Biographie de Jeanne Harviliers. Par Barraud. 1846.

Sorcière devant ses juges.

Sorcière devant ses juges.

Barraud. Biographie de Jeanne Harviliers. Article parut dans le « Bulletin de la Commission Archéologique du diocèse de Beauvais », (Beauvais), 1846, 1, pp. 183-192.

Jeanne Harviliers, condamnée à être brûlée, comme empoisonneuse, en 1578.

Les [p.] renvoient aux numéros de la pagination originale de l’article. – Nous avons gardé l’orthographe, la syntaxe et la grammaire de l’original, mais avons corrigé les fautes d’impression.
 – Les images ont été rajoutées par nos soins. – Nouvelle transcription de l’article original établie sur un exemplaire de collection privée sous © histoiredelafolie.fr

 

[p. 183]

BIOGRAPHIE DE JEANNE HARVILIERS
par
BARRAUD.

 Verberie donna le jour, en 1528, à une femme qui, par ses pratiques superstitieuses et ses crimes, s’acquit une triste célébrité, et dont le procès donna lieu à la publication de plusieurs ouvrages plus ou moins importans sur les sorciers et les peines auxquelles il convient de les condamner. Son histoire offre un véritable intérêt parce qu’elle se lie au changement qui, au seizième siècle, s’opéra dans les idées au sujet des magiciens que l’on commença alors à traiter avec moins de rigueur et avec plus de discernement.

Jeanne Harviliers (c’est le nom de celle dont nous voulons parler), eut pour mère une femme qui, dit-on, était consommée dans l’art des maléfices, et qui la voua au diable au moment de sa naissance à l’instigation d’un sorcier de sa secte. Suivant la doctrine des grimoires, un père et une mère pouvaient ainsi donner leurs enfans au démon, un mari pouvait lui livrer sa femme, on pouvait aussi, par un pacte, lui faire l’abandon de soi-même ; mais le fils n’avait pas la même puissance sur son père ni la femme sur son mari.
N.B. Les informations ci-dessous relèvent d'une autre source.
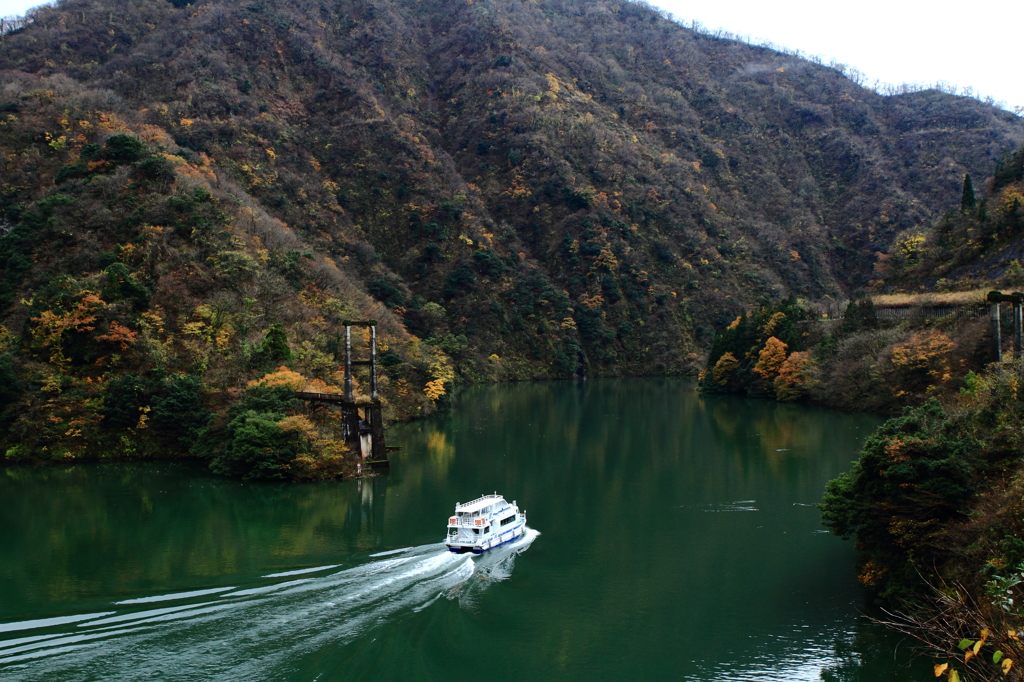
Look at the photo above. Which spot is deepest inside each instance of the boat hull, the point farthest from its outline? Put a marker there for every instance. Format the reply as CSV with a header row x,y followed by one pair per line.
x,y
514,535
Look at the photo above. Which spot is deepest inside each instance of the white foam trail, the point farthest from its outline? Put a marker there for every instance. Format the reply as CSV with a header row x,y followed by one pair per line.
x,y
49,623
139,614
302,570
257,633
404,549
175,596
270,588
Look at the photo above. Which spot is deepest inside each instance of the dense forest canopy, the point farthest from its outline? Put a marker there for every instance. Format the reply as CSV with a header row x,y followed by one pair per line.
x,y
517,189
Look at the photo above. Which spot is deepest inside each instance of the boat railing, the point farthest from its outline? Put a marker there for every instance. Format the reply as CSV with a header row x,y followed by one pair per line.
x,y
481,499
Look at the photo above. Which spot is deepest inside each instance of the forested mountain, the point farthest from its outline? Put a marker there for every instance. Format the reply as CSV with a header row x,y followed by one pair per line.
x,y
535,188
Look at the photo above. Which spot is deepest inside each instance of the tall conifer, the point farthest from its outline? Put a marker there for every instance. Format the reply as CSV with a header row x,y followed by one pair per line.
x,y
967,200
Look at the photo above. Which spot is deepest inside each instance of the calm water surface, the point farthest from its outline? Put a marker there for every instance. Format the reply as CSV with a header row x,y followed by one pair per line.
x,y
674,537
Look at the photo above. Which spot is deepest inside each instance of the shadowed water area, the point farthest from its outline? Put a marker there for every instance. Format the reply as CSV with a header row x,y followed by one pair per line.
x,y
673,537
La malheureuse victime d’une superstition coupable ayant atteint l’âge de douze ans, fut présentée par sa mère à un homme noir dont la taille était extraordinaire, et qui avait un vêtement de drap noir, des bottes aux jambes et des éperons aux pieds comme un cavalier [p. 184] prêt à monter à cheval. Cet homme déclara à la jeune fille qu’il était le diable, que si elle voulait l’écouter, il la rendrait heureuse et lui enseignerait le moyen de faire beaucoup de bien à ses amis et beaucoup de mal à ses ennemis.

Rusalka. Esprit sorcier de la mythologie russe.

Rusalka. Esprit sorcier de la mythologie russe.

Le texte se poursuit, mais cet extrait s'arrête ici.